Contre la bande dessinée. Un titre qui, par sa violence,
est déjà sa propre caricature. Contre, tout contre.
« Je suis parti d’une collection de citations que j’avais
accumulées depuis des années, de choses lues ou
entendues dans des livres, à la radio… sur la bande
dessinée. En particulier, une phrase de Milan Kundera
m’avait marqué. Cette phrase évoque une sorte
de hiérarchisation des arts : il ne serait pas possible
de regrouper dans un même ensemble à la fois Bach
et le rock, la bande dessinée et l’opéra.
J’ai ainsi proposé de faire une bande dessinée qui
traiterait du sujet même de la bande dessinée dans
la nouvelle collection Éprouvette de L’Association.
Je cherche toujours à aller vers la concision, vers la
petite chose, à essayer de mettre le dessin en retrait,
pas en avant. Ainsi, j’ai plutôt tendance à essayer de
faire des couvertures de livres sans dessin, à jouer juste
avec les mots, le titre, et si cela intéresse les gens, alors
ils tourneront les pages et découvriront les images.
J’ai mis du temps à trouver le système graphique qui
permettait de mettre tout cela en place.
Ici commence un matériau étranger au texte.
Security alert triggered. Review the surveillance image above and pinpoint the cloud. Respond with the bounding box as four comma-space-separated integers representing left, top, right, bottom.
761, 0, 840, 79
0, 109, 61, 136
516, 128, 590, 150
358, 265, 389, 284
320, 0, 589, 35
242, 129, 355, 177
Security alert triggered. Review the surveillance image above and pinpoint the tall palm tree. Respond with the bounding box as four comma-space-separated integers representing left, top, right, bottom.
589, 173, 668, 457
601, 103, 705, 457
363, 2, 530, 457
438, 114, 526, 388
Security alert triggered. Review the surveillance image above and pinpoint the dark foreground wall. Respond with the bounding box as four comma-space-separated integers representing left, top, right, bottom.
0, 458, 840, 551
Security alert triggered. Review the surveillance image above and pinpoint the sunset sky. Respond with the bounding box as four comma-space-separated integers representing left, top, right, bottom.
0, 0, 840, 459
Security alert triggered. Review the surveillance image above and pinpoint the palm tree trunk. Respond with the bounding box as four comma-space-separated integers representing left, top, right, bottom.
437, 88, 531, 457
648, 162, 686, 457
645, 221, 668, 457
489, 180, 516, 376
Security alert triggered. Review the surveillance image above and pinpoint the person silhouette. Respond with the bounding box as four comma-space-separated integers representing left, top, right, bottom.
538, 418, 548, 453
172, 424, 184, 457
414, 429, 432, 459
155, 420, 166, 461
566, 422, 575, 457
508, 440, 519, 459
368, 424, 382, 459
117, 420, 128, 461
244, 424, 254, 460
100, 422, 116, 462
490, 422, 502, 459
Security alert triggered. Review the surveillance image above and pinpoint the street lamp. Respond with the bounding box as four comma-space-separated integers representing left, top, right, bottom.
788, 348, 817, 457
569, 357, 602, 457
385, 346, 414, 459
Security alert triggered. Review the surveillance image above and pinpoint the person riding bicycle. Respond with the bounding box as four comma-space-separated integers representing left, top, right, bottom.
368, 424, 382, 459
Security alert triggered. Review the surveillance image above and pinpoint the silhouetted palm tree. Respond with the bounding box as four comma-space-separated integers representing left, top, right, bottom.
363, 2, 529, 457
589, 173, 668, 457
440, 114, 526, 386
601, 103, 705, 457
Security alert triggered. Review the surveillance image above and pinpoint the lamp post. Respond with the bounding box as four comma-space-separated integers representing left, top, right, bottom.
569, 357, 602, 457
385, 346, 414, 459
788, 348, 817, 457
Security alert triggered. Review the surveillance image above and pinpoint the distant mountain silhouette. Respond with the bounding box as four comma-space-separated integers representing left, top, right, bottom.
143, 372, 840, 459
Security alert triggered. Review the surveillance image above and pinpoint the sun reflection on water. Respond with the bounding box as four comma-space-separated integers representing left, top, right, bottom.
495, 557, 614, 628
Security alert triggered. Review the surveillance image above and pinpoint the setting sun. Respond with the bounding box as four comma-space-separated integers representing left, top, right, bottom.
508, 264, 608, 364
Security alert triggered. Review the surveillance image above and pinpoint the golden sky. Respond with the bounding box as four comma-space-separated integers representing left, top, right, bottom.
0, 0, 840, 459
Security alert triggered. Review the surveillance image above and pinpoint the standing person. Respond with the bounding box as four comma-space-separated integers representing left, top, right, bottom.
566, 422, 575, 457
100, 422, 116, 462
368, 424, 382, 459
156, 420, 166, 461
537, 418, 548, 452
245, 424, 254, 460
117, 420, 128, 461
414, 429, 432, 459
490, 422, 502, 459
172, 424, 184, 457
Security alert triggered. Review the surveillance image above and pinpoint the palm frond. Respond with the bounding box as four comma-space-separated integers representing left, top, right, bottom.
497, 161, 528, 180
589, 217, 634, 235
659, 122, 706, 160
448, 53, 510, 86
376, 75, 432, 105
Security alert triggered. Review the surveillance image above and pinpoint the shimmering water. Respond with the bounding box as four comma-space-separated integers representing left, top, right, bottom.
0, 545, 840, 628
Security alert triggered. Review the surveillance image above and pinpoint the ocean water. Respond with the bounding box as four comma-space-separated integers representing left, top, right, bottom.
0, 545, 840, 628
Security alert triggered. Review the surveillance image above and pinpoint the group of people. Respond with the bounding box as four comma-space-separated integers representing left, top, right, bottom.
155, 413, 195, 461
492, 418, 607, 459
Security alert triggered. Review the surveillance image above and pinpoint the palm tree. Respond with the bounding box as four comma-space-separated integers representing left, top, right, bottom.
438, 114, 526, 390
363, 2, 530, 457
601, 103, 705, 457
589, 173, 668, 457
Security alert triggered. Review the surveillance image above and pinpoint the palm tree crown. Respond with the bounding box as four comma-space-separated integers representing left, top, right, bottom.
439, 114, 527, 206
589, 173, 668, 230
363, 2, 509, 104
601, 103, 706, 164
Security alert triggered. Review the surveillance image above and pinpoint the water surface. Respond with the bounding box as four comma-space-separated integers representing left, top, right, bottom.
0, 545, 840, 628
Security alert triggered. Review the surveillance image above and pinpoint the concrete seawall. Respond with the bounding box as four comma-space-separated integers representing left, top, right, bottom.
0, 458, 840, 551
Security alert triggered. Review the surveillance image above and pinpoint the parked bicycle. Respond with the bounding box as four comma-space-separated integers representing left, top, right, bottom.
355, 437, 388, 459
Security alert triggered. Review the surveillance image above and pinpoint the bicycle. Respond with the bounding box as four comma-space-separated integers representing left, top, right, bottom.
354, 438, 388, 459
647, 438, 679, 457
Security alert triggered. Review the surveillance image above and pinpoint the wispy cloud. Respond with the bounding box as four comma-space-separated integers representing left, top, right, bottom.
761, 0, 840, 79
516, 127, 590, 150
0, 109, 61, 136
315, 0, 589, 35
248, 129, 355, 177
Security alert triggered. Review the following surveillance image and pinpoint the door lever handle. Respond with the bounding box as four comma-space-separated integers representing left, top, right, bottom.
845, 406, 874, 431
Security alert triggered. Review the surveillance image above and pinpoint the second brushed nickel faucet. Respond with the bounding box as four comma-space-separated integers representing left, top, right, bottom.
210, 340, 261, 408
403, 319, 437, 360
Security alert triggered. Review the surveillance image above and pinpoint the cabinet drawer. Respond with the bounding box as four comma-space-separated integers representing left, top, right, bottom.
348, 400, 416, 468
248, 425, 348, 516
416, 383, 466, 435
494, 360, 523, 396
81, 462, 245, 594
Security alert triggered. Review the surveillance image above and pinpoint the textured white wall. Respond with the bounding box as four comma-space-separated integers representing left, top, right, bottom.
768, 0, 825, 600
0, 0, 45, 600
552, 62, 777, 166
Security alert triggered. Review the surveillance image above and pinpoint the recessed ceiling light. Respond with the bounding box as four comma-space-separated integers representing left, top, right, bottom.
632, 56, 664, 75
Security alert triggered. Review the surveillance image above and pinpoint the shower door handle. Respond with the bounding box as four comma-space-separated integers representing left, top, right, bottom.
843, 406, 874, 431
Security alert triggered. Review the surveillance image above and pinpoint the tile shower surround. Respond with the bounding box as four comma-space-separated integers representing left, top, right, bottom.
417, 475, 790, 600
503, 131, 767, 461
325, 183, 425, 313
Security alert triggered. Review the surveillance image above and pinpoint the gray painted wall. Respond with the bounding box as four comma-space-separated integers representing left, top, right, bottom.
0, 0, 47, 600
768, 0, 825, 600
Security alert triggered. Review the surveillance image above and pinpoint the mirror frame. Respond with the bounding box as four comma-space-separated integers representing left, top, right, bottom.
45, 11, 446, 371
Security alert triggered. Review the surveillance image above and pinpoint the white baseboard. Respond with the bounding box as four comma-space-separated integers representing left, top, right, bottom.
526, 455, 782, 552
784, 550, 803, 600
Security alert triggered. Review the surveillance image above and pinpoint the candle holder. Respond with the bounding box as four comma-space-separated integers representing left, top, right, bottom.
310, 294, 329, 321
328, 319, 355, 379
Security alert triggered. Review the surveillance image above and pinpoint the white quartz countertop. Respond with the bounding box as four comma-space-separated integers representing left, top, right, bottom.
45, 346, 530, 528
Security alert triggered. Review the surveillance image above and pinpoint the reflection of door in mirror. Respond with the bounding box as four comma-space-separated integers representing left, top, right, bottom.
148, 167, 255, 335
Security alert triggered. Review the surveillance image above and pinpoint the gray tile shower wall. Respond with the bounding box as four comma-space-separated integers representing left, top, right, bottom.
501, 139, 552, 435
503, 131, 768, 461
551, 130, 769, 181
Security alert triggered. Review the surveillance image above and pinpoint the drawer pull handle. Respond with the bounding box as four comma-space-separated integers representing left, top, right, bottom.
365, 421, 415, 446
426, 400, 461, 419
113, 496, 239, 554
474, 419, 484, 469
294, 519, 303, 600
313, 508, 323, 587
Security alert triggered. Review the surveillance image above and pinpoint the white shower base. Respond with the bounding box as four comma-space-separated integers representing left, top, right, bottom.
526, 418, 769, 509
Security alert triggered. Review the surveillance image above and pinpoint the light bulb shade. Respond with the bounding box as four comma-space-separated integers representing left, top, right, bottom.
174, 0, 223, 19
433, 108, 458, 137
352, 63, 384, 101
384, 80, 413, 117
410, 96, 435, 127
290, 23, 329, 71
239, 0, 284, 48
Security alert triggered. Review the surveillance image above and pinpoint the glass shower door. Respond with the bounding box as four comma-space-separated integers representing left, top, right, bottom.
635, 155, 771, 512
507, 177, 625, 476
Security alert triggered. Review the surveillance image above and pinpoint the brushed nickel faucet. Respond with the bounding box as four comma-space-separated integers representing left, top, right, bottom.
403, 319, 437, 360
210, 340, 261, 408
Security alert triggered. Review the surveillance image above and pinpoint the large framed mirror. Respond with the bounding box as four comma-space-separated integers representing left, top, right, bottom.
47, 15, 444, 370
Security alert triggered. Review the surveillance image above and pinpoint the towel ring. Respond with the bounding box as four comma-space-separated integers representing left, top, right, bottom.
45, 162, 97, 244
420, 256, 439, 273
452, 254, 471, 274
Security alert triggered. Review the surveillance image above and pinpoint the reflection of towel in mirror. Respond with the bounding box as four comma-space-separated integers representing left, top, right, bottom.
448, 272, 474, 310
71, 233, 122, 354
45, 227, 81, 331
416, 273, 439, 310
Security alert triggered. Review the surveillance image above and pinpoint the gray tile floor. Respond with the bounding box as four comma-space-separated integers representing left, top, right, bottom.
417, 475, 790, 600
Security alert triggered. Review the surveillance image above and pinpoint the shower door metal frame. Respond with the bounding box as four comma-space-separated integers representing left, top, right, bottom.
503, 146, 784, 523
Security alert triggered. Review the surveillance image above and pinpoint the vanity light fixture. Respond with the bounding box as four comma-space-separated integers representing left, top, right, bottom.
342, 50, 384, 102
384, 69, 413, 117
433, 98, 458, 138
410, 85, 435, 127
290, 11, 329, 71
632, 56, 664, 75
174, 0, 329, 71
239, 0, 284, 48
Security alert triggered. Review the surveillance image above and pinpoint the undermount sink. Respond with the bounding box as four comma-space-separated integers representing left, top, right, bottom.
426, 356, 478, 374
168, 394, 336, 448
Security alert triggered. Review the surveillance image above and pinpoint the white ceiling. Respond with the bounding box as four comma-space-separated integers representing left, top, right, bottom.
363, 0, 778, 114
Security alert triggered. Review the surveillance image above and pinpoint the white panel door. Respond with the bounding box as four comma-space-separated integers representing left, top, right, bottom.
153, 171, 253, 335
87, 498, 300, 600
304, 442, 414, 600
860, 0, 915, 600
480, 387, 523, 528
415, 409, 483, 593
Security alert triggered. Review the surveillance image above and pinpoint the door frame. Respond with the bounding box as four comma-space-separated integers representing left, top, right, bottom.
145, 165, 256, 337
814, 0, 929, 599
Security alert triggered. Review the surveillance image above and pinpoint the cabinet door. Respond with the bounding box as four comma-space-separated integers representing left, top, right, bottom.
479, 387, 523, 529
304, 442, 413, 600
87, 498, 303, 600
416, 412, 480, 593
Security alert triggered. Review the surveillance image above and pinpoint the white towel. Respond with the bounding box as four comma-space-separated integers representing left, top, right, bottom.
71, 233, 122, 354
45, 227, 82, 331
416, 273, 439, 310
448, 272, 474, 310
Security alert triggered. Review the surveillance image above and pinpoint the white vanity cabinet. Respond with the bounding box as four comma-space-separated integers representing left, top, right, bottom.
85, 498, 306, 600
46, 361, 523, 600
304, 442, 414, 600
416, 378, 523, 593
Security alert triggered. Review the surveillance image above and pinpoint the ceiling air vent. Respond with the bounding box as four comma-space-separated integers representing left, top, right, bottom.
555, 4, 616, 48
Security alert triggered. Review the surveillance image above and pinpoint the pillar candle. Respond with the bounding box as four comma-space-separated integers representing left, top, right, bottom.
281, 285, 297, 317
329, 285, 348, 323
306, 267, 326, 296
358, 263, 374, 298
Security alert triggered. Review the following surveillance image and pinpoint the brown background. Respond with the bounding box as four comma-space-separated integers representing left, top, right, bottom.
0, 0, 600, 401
Je ne savais
pas s’il fallait que je construise un genre de petit récit
ou que j’utilise les phrases de façon brute, ou bien
s’il fallait que je réponde à ces phrases... Comment
fallait-il que je les classe ? Une fois le système trouvé,
c’est-à-dire une sorte de classification en fonction des
thématiques, je me suis dit que j’allais répondre de
manière uniquement dessinée. C’est-à-dire répondre
par la bande dessinée à ses détracteurs, aux phrases
un peu péjoratives sur la bande dessinée.
C’est un livre à la fois qui brosse d’une certaine façon
le portrait de la bande dessinée actuelle, et qui tente de
l’observer également de l’extérieur, en creux… Comment
les architectes voient la bande dessinée ? Comment
les musiciens ou les informaticiens en
parlent ?
C’est au lecteur en fait de se faire son idée, car j’ai mis
également des phrases que je trouve très, très belles
et qui sont là pour défendre la bande dessinée. Il y des
phrases comme cela de Le Clézio, David Lynch ou de
Fellini.
Le matin, lorsque je dessinais, je ne savais pas à quoi
allait ressembler la planche le soir venu. Je commençais
à écrire le texte, la citation. Je faisais à côté un petit
crayonné de l’illustration que je projetais pour avoir une
idée de son encombrement. Ensuite je finalisais le texte
et lorsque tous les crayonnés étaient finis, alors j’encrais
le dessin.
À cette étape, cela devient un travail plus manuel.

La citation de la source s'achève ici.